Internet marketing agency  BlueGlass Interactive  has just acquired Voltier Digital, a digital agency specializing in content marketing, infographic creation and data visualization. Voltier, whose clients include eBay, CEO.com, Fanhattan, WellHome, COLOURlovers.com, Greatist, and others, will be relocating its entire six person team to BlueGlass’s Tampa offices immediately. In addition, Voltier’s three founders, Dan Tynski, Nicholas Santillo and Chris Tynski, will hold senior roles on BlueGlass’ production and marketing teams. Terms of the deal were not disclosed. The acquisition represents a strategic move for BlueGlass, which currently offers search engine optimization and social media marketing services. Now the company will expand into new areas, including data visualization, infographic production, and kinetic typography, thanks to Voltier. Although you may not have heard the name Voltier before, you’ve likely come across the company’s work without knowing it. The firm has produced dozens of infographics , which have been posted to numerous tech blogs in the recents months. Subjects have included everything from energy pricing to comic books and more. BlueGlass was formed in summer 2010 from four companies, 10e20, Search and Social, Brent Csutoras and Second Step Search. Following its October 2010 acquisition of 3 Dog Media , the company claimed it then had five of the top fifteen social media experts in the field.

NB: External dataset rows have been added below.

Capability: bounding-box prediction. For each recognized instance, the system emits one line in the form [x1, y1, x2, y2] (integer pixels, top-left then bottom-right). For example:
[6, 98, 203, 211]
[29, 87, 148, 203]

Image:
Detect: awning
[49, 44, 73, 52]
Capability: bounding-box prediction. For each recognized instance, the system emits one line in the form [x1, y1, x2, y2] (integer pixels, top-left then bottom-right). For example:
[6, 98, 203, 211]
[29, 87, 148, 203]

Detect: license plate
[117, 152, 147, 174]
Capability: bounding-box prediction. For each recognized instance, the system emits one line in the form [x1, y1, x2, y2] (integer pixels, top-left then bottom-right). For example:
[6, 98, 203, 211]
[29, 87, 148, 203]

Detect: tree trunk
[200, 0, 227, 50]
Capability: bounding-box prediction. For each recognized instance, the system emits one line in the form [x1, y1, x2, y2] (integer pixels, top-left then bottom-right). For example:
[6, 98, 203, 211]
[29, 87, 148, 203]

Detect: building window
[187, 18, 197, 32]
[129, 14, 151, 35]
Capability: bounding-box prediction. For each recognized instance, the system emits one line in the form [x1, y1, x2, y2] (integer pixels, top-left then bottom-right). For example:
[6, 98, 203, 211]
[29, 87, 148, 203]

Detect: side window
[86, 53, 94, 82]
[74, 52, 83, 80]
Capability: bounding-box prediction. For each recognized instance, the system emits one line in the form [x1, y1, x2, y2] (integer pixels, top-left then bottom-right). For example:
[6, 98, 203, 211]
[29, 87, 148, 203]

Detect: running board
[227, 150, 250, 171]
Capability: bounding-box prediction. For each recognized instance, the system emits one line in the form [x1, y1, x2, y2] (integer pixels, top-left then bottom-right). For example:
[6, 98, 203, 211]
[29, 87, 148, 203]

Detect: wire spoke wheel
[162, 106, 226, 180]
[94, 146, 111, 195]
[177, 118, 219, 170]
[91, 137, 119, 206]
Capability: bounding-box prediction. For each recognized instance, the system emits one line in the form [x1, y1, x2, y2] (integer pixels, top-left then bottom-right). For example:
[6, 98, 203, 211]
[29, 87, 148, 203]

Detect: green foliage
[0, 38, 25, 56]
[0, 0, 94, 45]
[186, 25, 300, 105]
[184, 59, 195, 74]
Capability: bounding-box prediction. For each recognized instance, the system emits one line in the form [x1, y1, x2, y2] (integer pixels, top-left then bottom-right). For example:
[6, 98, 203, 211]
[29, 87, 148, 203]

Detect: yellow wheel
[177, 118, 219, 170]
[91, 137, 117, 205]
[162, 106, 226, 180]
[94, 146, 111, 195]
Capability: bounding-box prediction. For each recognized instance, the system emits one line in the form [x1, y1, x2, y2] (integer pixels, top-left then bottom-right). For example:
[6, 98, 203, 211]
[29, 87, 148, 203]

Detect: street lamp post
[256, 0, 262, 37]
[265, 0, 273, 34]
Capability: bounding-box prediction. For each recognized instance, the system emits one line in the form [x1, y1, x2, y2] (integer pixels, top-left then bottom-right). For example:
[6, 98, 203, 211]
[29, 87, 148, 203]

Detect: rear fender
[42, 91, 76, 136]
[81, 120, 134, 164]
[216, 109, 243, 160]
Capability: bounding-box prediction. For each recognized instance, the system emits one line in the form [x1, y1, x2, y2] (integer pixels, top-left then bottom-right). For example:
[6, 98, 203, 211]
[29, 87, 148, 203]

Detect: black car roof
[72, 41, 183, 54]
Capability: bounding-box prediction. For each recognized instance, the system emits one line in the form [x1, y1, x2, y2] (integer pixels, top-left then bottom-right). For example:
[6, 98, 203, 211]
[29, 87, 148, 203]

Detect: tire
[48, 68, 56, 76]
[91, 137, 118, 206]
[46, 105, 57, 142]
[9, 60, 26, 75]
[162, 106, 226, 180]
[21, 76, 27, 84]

Explains BlueGlass Co-founder Chris Winfield, content marketing is one of these new “buzzwords,” but the idea has been around forever. “It’s one of those things where now everyone’s interested in it – and these guys [Voltier] have the best systems and the best technology around it out there,” he says. And it’s one of the biggest areas for growth for firms like his, he adds. “Companies are now caring about putting out content that people want to read, rather than just creating things like ‘brochureware,’ and things like that,” Winfield explains. “Instead of just investing in their blog and blogging strategies, they’re investing in content people will actually want to share. Even if it’s not directly related to selling something, it’s still branding.” (For example, all those darned infographics!) Self-funded BlueGlass is headquartered in Tampa, Florida with offices in Los Angeles, New York and Australia.